Gillman v. Gillman
Gillman v. Gillman, 2021 UT 33 (Petersen, J.)
Civil Procedure; Default Certificate
The plaintiff filed a complaint, and rather than filing an answer, the defendant filed a motion to dismiss. After some litigation, the district court agreed to convert the motion into one for summary judgment and ordered that the defendant file an answer. The defendant did not file a timely answer, and the district court entered a default certificate against the defendant. Five days after that order was entered, the defendant moved to set aside the default, and the court granted that motion.
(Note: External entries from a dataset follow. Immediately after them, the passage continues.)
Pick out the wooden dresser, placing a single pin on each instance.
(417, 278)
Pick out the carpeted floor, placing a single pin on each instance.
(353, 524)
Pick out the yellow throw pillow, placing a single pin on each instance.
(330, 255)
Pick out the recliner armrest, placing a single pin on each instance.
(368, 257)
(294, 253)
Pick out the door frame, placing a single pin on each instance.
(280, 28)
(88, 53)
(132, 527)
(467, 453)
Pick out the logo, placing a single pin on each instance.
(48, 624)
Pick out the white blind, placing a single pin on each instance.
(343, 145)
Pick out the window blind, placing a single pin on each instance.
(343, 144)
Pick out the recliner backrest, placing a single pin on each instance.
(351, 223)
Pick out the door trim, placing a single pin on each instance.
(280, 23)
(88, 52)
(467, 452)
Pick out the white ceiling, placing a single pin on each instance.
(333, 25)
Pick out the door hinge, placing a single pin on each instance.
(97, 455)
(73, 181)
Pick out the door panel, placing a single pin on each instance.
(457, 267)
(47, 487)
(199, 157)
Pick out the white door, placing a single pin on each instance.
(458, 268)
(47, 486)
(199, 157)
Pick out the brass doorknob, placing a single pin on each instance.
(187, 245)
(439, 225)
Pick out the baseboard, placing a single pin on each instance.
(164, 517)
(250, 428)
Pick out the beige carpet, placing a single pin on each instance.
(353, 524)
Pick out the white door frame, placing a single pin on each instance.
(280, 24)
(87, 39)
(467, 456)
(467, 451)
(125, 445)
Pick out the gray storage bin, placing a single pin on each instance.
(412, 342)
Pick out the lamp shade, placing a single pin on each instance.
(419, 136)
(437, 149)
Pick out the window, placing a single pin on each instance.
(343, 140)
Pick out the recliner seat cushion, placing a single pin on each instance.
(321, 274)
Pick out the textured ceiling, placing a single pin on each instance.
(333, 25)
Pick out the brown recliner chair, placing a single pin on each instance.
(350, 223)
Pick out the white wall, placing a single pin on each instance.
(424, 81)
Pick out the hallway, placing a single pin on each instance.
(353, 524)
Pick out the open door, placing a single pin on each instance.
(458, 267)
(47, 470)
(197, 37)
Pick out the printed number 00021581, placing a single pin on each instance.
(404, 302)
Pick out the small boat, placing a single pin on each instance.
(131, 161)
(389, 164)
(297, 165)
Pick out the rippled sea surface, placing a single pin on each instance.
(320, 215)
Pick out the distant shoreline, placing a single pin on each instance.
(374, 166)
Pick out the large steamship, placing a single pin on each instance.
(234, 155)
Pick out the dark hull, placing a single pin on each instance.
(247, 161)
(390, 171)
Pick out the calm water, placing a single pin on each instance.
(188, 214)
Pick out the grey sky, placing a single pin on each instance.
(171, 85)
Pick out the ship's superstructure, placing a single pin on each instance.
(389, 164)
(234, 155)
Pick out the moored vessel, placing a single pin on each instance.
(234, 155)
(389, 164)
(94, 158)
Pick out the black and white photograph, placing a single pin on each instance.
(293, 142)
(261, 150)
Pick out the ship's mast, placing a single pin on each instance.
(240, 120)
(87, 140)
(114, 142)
On interlocutory appeal, the Utah Supreme Court affirmed the setting aside of the default judgment, holding:
- Under Utah R. Civ. P. 55(c), to set aside a default certificate, a moving party must show why there is good cause to set aside the default, not why there is good cause for the default. The standard to set aside a default judgment (in Rule 60(b)) is higher than the standard to set aside a default certificate in Rule 55(c).
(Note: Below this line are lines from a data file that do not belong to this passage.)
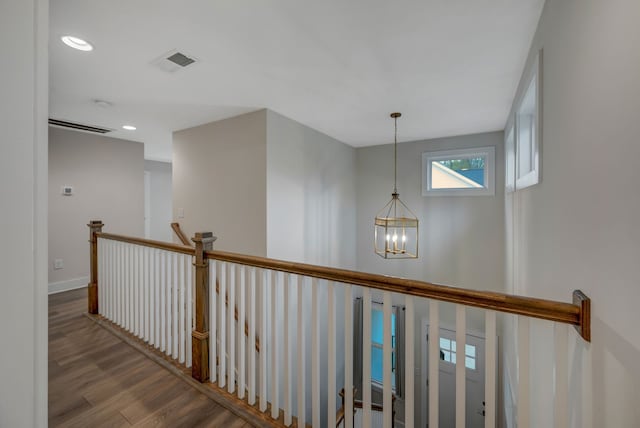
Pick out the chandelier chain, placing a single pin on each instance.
(395, 155)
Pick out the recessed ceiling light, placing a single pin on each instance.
(102, 103)
(77, 43)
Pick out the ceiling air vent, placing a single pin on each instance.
(78, 126)
(173, 61)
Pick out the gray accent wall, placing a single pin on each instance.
(107, 176)
(461, 237)
(310, 195)
(219, 182)
(160, 200)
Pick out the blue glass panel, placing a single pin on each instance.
(377, 318)
(470, 350)
(470, 363)
(376, 364)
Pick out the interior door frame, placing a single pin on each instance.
(424, 328)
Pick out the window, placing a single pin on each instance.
(527, 130)
(377, 340)
(510, 159)
(466, 172)
(448, 353)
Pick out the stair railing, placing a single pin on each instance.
(160, 292)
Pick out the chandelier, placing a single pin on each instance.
(396, 227)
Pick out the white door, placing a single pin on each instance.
(474, 361)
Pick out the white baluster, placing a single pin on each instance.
(222, 352)
(169, 299)
(213, 318)
(490, 370)
(121, 280)
(366, 357)
(315, 355)
(136, 291)
(181, 309)
(434, 362)
(286, 350)
(348, 356)
(331, 355)
(386, 361)
(127, 287)
(301, 354)
(409, 366)
(275, 394)
(461, 374)
(189, 286)
(523, 372)
(231, 331)
(147, 295)
(107, 273)
(252, 336)
(175, 309)
(163, 301)
(155, 301)
(131, 284)
(100, 267)
(262, 286)
(561, 368)
(241, 336)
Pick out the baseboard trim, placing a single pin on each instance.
(70, 284)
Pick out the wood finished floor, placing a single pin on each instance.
(96, 380)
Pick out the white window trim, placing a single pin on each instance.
(534, 73)
(510, 158)
(489, 171)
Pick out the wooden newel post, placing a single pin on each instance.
(200, 335)
(95, 226)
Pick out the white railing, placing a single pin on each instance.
(282, 337)
(148, 292)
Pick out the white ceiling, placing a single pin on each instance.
(450, 66)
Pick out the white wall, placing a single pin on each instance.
(160, 199)
(578, 228)
(461, 237)
(23, 222)
(219, 181)
(107, 176)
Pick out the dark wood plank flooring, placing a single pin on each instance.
(96, 380)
- Any doubts should be resolved in favor of setting aside a default certificate and allowing the case to proceed on the merits. Although the court of appeals has articulated several factors that a court may consider, the district court can consider anything that is relevant in determining whether the default certificate should be set aside.
- The district court did not abuse its discretion in setting aside the default certificate.